Generally, the lower the set point viral load, the longer it will take for a person to progress to AIDS. Researchers speculate that a partially effective vaccine candidate could help lower the set point viral load further, and therefore delay the time to onset of AIDS—perhaps allowing a vaccinated person to control HIV effectively for longer than a decade without the aid of antiretrovirals (ARVs).

Viral load as an endpoint

Several trials of current AIDS vaccine candidates are designed to evaluate viral load as a marker of the candidate’s efficacy. The recent STEP trial of more than 3,000 participants, which evaluated Merck’s vaccine candidate MRKAd5, was designed to look at whether the candidate could prevent HIV infection entirely, or lower viral load in individuals who became HIV infected during the trial through natural exposure. Vaccine candidates themselves cannot cause HIV infection.

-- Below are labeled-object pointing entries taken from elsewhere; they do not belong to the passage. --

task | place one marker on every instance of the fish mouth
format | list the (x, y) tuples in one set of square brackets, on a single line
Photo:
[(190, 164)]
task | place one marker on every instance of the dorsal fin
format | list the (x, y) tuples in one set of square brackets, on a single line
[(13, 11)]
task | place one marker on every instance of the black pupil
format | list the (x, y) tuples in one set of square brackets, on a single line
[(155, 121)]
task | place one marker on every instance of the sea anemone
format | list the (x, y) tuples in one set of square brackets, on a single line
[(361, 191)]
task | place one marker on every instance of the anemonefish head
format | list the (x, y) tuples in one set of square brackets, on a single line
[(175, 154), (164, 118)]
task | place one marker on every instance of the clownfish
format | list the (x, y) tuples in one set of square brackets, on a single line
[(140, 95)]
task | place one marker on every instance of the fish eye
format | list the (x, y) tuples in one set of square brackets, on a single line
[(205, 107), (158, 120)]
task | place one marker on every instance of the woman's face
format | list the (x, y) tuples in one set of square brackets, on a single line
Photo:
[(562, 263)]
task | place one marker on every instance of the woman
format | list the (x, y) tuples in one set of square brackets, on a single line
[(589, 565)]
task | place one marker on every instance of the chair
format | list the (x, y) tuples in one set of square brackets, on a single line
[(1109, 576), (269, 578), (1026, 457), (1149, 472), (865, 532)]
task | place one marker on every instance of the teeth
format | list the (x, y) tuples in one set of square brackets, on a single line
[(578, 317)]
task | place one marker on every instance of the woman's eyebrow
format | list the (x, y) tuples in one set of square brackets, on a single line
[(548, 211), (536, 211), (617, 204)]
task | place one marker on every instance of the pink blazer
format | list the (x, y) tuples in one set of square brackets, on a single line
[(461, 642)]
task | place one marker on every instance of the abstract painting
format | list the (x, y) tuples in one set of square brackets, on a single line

Results of this trial showed that the candidate was ineffective in preventing HIV infection. It also showed that there was no difference in viral load between vaccinated volunteers and placebo recipients. Some trials, including STEP, also monitor the time until initiation of antiretroviral therapy following HIV infection as another marker of the vaccine candidate’s efficacy.

Antiretroviral therapy

Using viral load as a marker to evaluate the efficacy of a vaccine candidate becomes more difficult if volunteers who acquire HIV infection during the trial begin taking ARVs. Once people begin taking ARVs, which are highly successful at reducing viral load, it limits the ability of researchers to tease out any effect of the vaccine candidate. This has become increasingly relevant as more people start ARV therapy earlier, often during the period of acute infection. This could impact the design of future trials of partially effective vaccine candidates.

Current guidelines about when to start therapy vary greatly. Earlier treatment for HIV infection is now recommended in Europe and the US, but in wealthy countries, it is often up to the discretion of an individual’s doctor. Many developing countries follow guidelines set by the World Health Organization, which doesn’t recommend treatment until a person develops AIDS defined as a CD4+ T cell count below 200 cells in one ml of blood). But the International AIDS Society recently altered its recommendation, and now suggests starting treatment when the level of CD4+ T cells drops below 350. A number of African countries are considering revising their treatment guidelines based on this recommendation.

The move to earlier initiation of treatment stems from research that indicates starting treatment earlier significantly reduced the risk of illness and death associated with AIDS. Researchers are now considering how these shifting guidelines may alter the evaluation of partially effective vaccine candidates.